A lei tem origem na proposta enviada ainda no início dos anos 2000 pelo então governador Jorge Viana (PT), que estruturou a Defensoria Pública estadual. Ao longo dos anos, porém, o texto foi sendo ampliado por sucessivas alterações aprovadas pela Assembleia Legislativa do Acre, incorporando dispositivos que, segundo o STF, passaram a tensionar limites constitucionais.

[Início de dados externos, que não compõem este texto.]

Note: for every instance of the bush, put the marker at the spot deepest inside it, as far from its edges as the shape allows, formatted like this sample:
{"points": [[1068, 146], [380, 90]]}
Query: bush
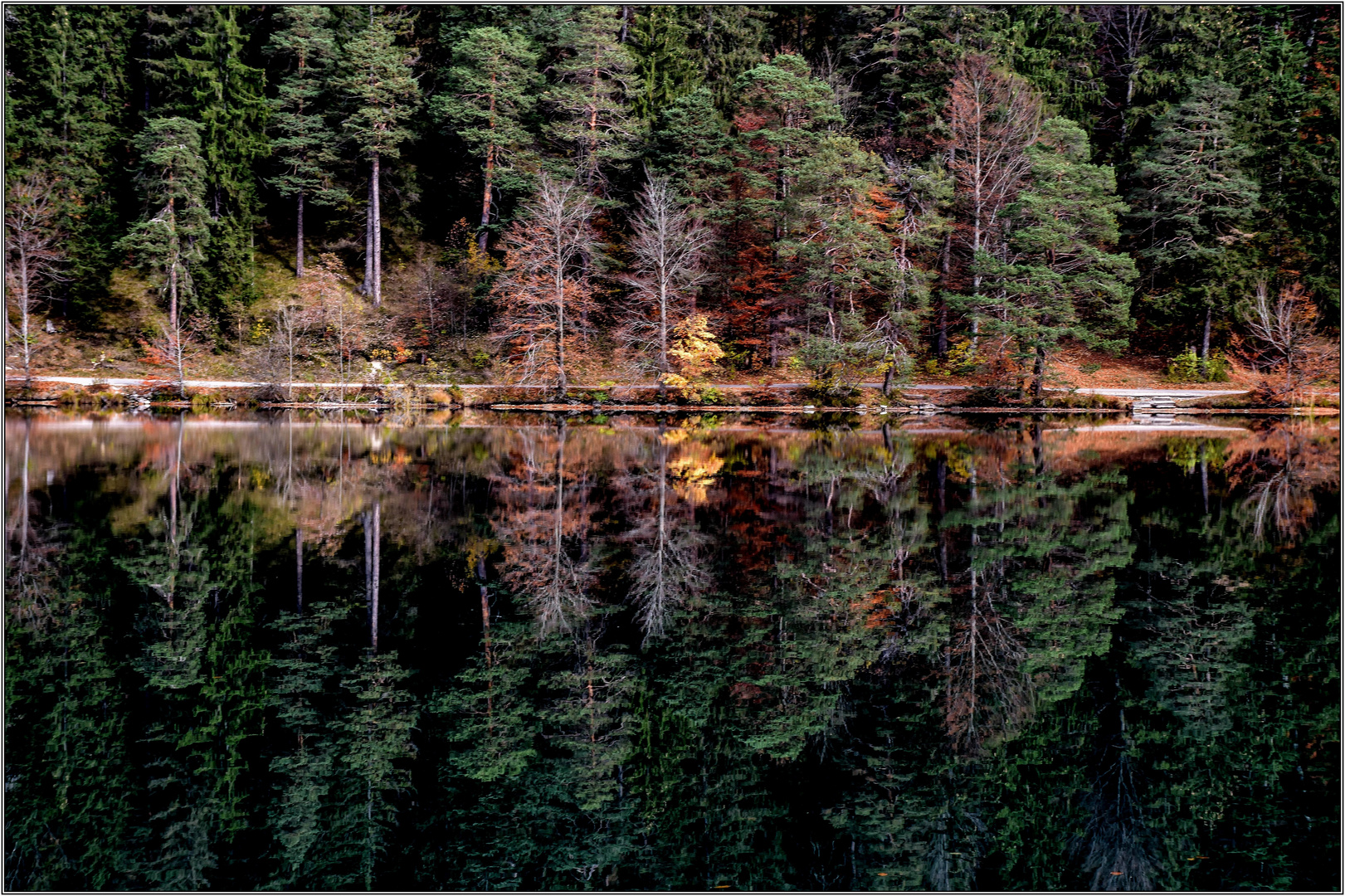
{"points": [[829, 391], [1187, 368]]}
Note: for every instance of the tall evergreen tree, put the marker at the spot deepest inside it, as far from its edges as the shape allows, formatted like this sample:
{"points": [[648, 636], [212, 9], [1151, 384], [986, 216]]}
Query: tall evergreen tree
{"points": [[67, 112], [1059, 277], [199, 67], [1195, 199], [589, 100], [490, 90], [305, 143], [383, 93], [665, 69], [171, 238]]}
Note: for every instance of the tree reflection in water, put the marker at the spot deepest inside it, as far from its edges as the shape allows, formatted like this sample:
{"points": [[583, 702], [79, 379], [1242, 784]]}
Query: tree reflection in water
{"points": [[534, 653]]}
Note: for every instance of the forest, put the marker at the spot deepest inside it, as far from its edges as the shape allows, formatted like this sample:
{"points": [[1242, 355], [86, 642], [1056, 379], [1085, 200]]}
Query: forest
{"points": [[554, 655], [671, 195]]}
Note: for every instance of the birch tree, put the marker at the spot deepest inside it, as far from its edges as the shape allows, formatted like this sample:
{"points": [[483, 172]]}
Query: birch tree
{"points": [[34, 257], [545, 288], [670, 248]]}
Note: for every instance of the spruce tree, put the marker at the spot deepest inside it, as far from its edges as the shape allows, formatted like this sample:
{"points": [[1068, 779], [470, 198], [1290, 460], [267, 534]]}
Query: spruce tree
{"points": [[67, 110], [383, 93], [665, 67], [170, 241], [1195, 201], [198, 64], [490, 90], [305, 143], [1057, 276], [588, 103]]}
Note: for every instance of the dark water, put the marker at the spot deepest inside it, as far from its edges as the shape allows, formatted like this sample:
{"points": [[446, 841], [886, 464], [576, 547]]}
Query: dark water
{"points": [[792, 654]]}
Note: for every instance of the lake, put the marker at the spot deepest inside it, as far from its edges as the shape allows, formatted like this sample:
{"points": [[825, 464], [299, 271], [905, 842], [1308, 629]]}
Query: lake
{"points": [[528, 651]]}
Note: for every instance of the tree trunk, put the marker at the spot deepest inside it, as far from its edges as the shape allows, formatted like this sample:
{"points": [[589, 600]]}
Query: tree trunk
{"points": [[490, 171], [378, 240], [299, 571], [368, 241], [24, 291], [373, 630], [1204, 344], [1039, 370], [942, 342], [299, 245]]}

Entre os pontos considerados mais obscuros no sentido jurídico de gerar dúvidas interpretativas ou conflitos com a Constituição, estava a expressão “previamente autorizadas pelo Governador”, inserida no art. 11-A, XI, da lei. O problema, segundo o Supremo, era a falta de clareza sobre o alcance dessa exigência: o dispositivo não delimitava se a autorização seria necessária apenas para atos administrativos de impacto financeiro ou se alcançaria também decisões internas da própria Defensoria, o que poderia comprometer a autonomia funcional da instituição.
Outro trecho sensível envolvia os arts. 22-A, I, e 23, § 6º, que tratavam de estrutura de cargos, vantagens e organização interna. Nesses dispositivos, a obscuridade se misturava com potencial inconstitucionalidade: havia dúvidas sobre a compatibilidade das previsões com o regime fiscal previsto no art. 169 da Constituição e com a Lei de Responsabilidade Fiscal. Em termos práticos, os dispositivos abriam margem para criação ou ampliação de despesas sem critérios suficientemente claros de controle orçamentário.
Também foi apontada ambiguidade na redação do parágrafo único do art. 47, especialmente após alterações posteriores, ao equiparar conceitos como “status” e “prerrogativas”. Para o STF, a redação gerava incerteza sobre o alcance jurídico dessas garantias, podendo resultar em interpretações que ampliariam indevidamente benefícios ou posições institucionais dentro da Defensoria Pública.
Esses pontos evidenciam um padrão, pois enquanto a versão original da lei tinha caráter estruturante e organizacional, as alterações posteriores passaram a inserir dispositivos mais complexos, com redações abertas e potencial impacto financeiro e institucional. Esse processo acabou gerando zonas de incerteza jurídica, especialmente em temas sensíveis como autonomia administrativa, criação de vantagens e relação com o Poder Executivo.
Ao rejeitar os embargos, o STF afirmou que não havia omissão ou obscuridade a ser sanada, mas, na prática, reforçou que esses dispositivos já haviam sido analisados e considerados incompatíveis com a Constituição. A decisão mantém a modulação de efeitos, preservando atos passados, mas impede a continuidade de trechos considerados irregulares.